At the time, Yuen had no ambition to take over the family business. “When I was a kid, this was the last thing I wanted,” he says. But when he finally returned to Hong Kong in 2012, he discovered the pub had fallen on hard times. The Fanling branch had closed in 2007, along with the Tai Po outlet. There was just one location left, in Sheung Shui, and it was struggling to distinguish itself amidst other local bars. “The funny thing was, when I was away, nothing changed,” says Yuen. “I think that was the problem.”
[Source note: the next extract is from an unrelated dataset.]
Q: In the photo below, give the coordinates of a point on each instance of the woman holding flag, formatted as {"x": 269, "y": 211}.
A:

It wasn’t easy for Yuen to convince his family to change things up. “It’s very tough working with your parents,” he says. “I wanted to change everything and they want to change nothing. Eventually we met in the middle.”
Yuen tweaked things bit by bit. Like many Hong Kong pubs at the time, the Better ‘Ole had just one beer on tap, Carlsberg, and most customers ordered beer by the bottle – specifically a bucket of six Blue Girls, served with a towel, bottle opener and ice. Yuen convinced his parents to expand their range of draught options. “It’s a lot more expensive than bottled beer but people liked it,” he says.
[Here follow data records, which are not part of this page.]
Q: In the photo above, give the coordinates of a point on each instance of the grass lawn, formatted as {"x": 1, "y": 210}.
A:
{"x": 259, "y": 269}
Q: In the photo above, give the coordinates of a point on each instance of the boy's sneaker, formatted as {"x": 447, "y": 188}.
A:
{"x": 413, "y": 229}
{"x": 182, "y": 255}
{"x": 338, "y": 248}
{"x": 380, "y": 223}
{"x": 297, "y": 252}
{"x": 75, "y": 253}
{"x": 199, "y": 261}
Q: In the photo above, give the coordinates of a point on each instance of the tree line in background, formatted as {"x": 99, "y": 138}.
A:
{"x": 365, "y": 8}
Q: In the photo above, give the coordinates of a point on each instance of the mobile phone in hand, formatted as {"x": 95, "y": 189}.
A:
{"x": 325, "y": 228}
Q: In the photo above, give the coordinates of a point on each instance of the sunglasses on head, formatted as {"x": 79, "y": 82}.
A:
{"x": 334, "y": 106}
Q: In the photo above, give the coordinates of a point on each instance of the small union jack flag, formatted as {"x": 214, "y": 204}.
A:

Next, he focused on the food. Yuen travelled to London to study at the Cordon Bleu culinary school. When he came back, he worked with the Better ‘Ole’s longtime chef, Yan Yip, to trim down the menu and refine some of the dishes. He wanted to strike a balance between tradition and quality.
There’s no more orange sauce duck breast or oxtail soup, but steaks are still served Hong Kong style, on a hot cast iron plate with a side of black pepper sauce. Escargot is still a favourite dish – a throwback to the 1970s, when it was “the height of sophistication” for local diners, says Yuen. And the pub still serves English meat pies, even though they aren’t especially popular with local customers. “I think my father eats more of the pies than anyone,” he says.
Yuen formally took over the Better ‘Ole in 2018. Gregarious and imposing, he suits the role of a publican. “I think I know most of our customers,” he says. One 92-year-old retired detective, who was a regular at the Better ‘Ole’s very first incarnation at Fanling station, still comes in every Wednesday for beer and baked garoupa.
Sipping his pint, Yuen looks over at a framed photo of the pub’s regulars taken before the old Fanling location shuttered. Next to it are news clippings and a Royal Hong Kong Police plaque. “When I think about my granddad, and how he came to Hong Kong [and] opened a pub, I’m still amazed,” he says. “It’s a great piece of Hong Kong history, isn’t it?”
The Better ‘Ole is located at 35 Fu Hing Street, Sheung Shui, New Territories.